La fibra dietética o alimentaria ejerce su influencia por todo el tubo digestivo, desde la boca (ingestión del alimento) hasta el ano (excreción de las heces).

Fibra y enfermedad cardiovascular
Los beneficios de la fibra en la prevención de la enfermedad cardiovascular se deberían a sus efectos sobre estos factores: la fibra disminuye los niveles de colesterol y azúcar en sangre, baja las cifras de tensión arterial, reduce los picos de azúcar en sangre..
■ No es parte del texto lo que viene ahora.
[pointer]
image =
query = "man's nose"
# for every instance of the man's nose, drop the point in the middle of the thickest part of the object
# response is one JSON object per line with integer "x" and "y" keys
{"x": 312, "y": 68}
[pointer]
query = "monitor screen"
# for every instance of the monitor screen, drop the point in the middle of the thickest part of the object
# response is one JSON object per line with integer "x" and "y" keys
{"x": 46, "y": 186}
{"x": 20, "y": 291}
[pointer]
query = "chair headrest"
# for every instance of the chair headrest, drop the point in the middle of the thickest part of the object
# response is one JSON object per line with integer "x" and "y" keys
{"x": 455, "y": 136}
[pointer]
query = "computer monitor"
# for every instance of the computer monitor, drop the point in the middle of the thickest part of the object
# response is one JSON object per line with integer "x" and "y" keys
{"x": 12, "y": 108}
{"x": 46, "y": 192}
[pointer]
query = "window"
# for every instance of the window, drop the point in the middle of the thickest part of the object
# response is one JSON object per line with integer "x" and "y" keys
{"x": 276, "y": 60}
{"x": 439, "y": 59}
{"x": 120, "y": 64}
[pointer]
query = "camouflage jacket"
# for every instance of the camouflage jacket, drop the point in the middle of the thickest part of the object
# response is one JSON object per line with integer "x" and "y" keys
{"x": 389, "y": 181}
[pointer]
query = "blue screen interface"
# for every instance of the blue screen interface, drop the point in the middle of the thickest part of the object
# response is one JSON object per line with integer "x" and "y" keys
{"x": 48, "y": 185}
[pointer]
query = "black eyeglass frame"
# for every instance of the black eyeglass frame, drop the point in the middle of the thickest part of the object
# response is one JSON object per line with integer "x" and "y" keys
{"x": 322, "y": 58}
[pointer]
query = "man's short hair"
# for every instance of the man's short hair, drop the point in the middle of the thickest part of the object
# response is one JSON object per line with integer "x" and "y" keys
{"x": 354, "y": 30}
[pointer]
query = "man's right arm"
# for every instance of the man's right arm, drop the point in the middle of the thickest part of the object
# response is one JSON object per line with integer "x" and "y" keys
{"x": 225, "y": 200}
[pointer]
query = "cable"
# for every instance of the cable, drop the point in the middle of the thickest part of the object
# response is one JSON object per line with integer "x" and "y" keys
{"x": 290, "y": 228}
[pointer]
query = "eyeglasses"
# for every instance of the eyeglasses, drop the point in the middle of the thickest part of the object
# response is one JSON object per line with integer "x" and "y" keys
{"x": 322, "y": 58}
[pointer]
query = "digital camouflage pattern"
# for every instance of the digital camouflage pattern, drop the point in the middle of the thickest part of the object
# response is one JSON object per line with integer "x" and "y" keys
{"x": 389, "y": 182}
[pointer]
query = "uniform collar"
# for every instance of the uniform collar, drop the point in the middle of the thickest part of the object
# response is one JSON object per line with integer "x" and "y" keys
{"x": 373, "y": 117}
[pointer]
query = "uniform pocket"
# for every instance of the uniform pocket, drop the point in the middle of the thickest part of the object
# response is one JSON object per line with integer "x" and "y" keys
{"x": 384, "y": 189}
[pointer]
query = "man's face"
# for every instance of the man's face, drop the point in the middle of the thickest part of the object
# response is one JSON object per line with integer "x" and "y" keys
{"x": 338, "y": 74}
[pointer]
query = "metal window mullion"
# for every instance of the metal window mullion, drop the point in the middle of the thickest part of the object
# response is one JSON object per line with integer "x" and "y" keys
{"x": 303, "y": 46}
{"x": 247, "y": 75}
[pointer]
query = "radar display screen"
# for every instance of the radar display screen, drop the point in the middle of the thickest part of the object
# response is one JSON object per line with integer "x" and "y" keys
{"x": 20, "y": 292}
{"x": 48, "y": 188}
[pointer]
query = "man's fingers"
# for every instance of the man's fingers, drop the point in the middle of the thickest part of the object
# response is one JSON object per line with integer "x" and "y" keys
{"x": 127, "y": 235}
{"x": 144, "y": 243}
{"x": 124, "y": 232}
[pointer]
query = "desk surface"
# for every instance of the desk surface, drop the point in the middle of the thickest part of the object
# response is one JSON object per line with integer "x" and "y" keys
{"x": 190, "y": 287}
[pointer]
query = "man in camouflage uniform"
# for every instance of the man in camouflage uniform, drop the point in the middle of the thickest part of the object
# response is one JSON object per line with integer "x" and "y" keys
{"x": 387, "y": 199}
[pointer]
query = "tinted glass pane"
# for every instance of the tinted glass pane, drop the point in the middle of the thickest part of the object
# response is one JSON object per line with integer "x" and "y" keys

Una comida rica en fibra, especialmente en fibra soluble, prolonga el tiempo que tardan los azúcares ingeridos en absorberse en el intestino, lo que hace que el pico de azúcar en sangre que se produce como consecuencia de la absorción de esos azúcares sea bajo.

Se han implicado en el origen de los pólipos y del cáncer de colon a factores dietéticos. Las carnes rojas, la grasa saturada y una alta ingesta de calorías son factores que favorecerían el desarrollo de este cáncer. Por contra, la ingesta de fibra dietética disminuiría este riesgo.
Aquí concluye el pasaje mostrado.